Curmudgeon that I am, I also have to take issue with a recent TV commercial for the Wounded Warrior Project. It’s narrated by Mark Wahlberg and features a blind veteran who is properly grateful for the project’s help. I have no quarrel with the Wounded Warrior Project; I’m glad they’re there to pick up the slack. It’s just that I have this retrograde, liberal conviction that the government that sends you out to get wounded should bear complete responsibility for your rehabilitation.

Probably the most pernicious falsehood about our all-volunteer force — embraced and exploited by the likes of Cheney and Rumsfeld — is that today’s volunteers are “warriors” in the stoical, cavalier sense of the term. Our troops are soldiers, not warriors. Most didn’t enlist in search of a good war — or, failing that, any war we’ve got. If you believe our troops are all hardened professionals, I have another important book for you: David Finkel’s “The Good Soldiers.” It’s the prequel to the book I touted before: Finkel’s “Thank You for Your Service. Read “The Good Soldiers” to discover how and why good soldiers like Adam Schumann were left psychologically broken by their war experiences.
The other thing that has brought out the curmudgeon in me lately has been the Sun’s six-part series on the “intersections of race and school discipline.” It’s not that the Sun did a bad job. To the contrary, I thought the series was thoughtful and reasonably well-balanced. My concern is that the Departments of Education and Justice, in invoking the specter of discrimination, are only exacerbating the racial divide in America.

The attitudes of some of the Sun’s well-meaning sources reminded of an old French proverb: “To understand all is to forgive all.” I was also reminded of one of the classic logical fallacies: post hoc, ergo propter hoc, meaning “after this, therefore because of this.” The fact that students of color are disproportionately disciplined in our schools is not proof that they are being discriminated against or that the individuals concerned didn’t merit the degree of punishment they received.

From firsthand experience, I know that a teacher who expects bad behavior from students, black or white, is likely to get it. And, as the Sun’s editorial board pointed out, arbitrary “zero-tolerance” policies that leave no room for teachers and principals to exercise independent judgment were always a bad idea. But, by the same token, our schools have to be evenhanded in disciplining black and white students lest they foster resentment and reinforce racist attitudes. To understand all is not to forgive all, and there is some truth to the adage, “Elastic rules are a poor man’s tools.”

In all fairness, racist presumptions may in part account for the disproportionate number of black students being disciplined in our schools, but the problem goes deeper than the need for a little cultural sensitivity.

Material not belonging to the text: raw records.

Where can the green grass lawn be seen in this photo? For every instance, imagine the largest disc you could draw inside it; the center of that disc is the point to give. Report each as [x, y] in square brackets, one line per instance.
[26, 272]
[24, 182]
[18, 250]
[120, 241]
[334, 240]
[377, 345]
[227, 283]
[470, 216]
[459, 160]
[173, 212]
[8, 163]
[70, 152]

As black leaders on both sides of the political spectrum — most notably Bill Cosby and the Rev. Jesse Jackson — have complained, there is a subculture in the black community that discourages academic achievement and reinforces resentment and acting out against white authority. Some 72 percent of black children are raised in single-parent homes — many living in poverty, and without positive role models, in crime-infested neighborhoods. Until we can ameliorate these problems, it stands to reason that black students overall are not going to achieve or behave as well as white students, 23 percent of whom are now being raised in single-parent homes. Success in America requires the ability to swim in the cultural mainstream.

Education is too important to be left to educational theorists. The problem is that Pollyannaish ideologues armored in their good intentions predominate in departments of education. They have principals and teachers running scared. Political correctness is trumping common sense. If you doubt that, look back at the Sun’s coverage of the recent Claudia Alves controversy in Poulsbo.